Bluestone also took an academic role in field, publishing the New York Attorney Malpractice Report from 2002-2004.  He started the “New York Attorney Malpractice Blog” in 2004, where he has published more than 4500 entries.

Mr. Bluestone has written 38 scholarly peer-reviewed articles concerning legal malpractice, many in the Outside Counsel column of the New York Law Journal. He has appeared as an Expert witness in multiple legal malpractice litigations.

Mr. Bluestone is an adjunct professor of law at St. John’s University College of Law, teaching Legal Malpractice.  Mr. Bluestone has argued legal malpractice cases in the Second Circuit, in the New York State Court of Appeals, each of the four New York Appellate Divisions, in all four of  the U.S. District Courts of New York and in Supreme Courts all over the state.  He has also been admitted pro haec vice in the states of Connecticut, New Jersey and Florida and was formally admitted to the US District Court of Connecticut and to its Bankruptcy Court all for legal malpractice matters. He has been retained by U.S. Trustees in legal malpractice cases from Bankruptcy Courts, and has represented municipalities, insurance companies, hedge funds, communications companies and international manufacturing firms. Mr. Bluestone regularly lectures in CLEs on legal malpractice.

Based upon his professional experience Bluestone was named a Diplomate and was Board Certified by the American Board of Professional Liability Attorneys in 2008 in Legal Malpractice. He remains Board Certified.  He was admitted to The Best Lawyers in America from 2012-2019.  He has been featured in Who’s Who in Law since 1993.

In the last years, Mr. Bluestone has been featured for two particularly noteworthy legal malpractice cases.  The first was a settlement of an $11.9 million dollar default legal malpractice case of Yeo v. Kasowitz, Benson, Torres & Friedman which was reported in the NYLJ on August 15, 2016. Most recently, Mr. Bluestone obtained a rare plaintiff’s verdict in a legal malpractice case on behalf of the City of White Plains v. Joseph Maria, reported in the NYLJ on February 14, 2017. It was the sole legal malpractice jury verdict in the State of New York for 2017.

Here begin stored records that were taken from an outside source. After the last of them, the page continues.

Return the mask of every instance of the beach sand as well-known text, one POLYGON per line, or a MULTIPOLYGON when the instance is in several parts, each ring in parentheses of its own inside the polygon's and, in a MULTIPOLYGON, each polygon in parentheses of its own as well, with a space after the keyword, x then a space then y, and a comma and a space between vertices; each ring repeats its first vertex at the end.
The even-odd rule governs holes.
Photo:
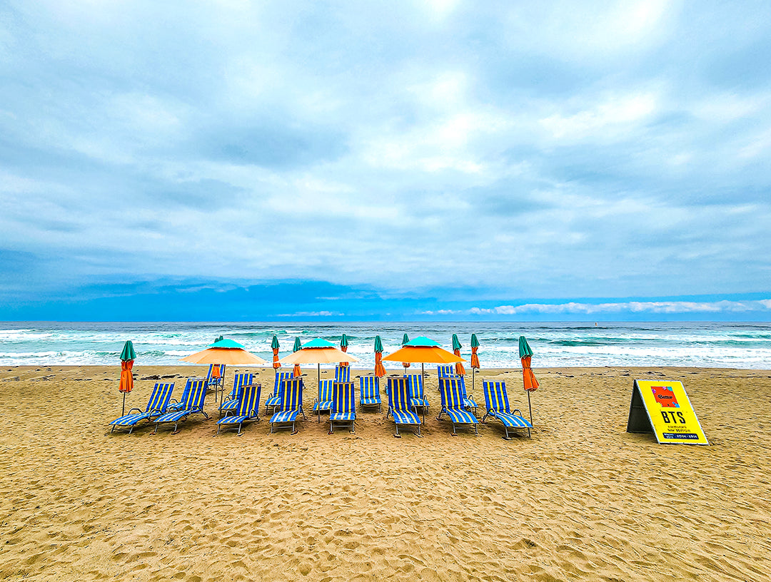
MULTIPOLYGON (((143 378, 179 396, 205 369, 134 371, 127 409, 143 378)), ((2 368, 0 580, 769 579, 771 372, 535 371, 532 438, 507 441, 497 421, 451 436, 435 370, 424 438, 395 439, 385 407, 355 434, 308 415, 294 436, 264 419, 213 438, 199 419, 106 434, 118 366, 2 368), (635 378, 682 381, 711 445, 625 433, 635 378)), ((483 403, 481 376, 527 415, 520 371, 481 370, 483 403)))

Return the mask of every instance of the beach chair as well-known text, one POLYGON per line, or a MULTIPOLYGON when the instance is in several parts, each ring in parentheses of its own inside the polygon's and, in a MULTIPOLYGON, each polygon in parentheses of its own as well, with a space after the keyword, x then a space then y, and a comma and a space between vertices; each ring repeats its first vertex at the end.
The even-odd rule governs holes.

Bluestone has been at the forefront of the development of legal malpractice principles and has contributed case law decisions, writing and lecturing which have been recognized by his peers.  He is regularly mentioned in academic writing, and his past cases are often cited in current legal malpractice decisions. He is recognized for his ample writings on Judiciary Law § 487, a 850 year old statute deriving from England which relates to attorney deceit.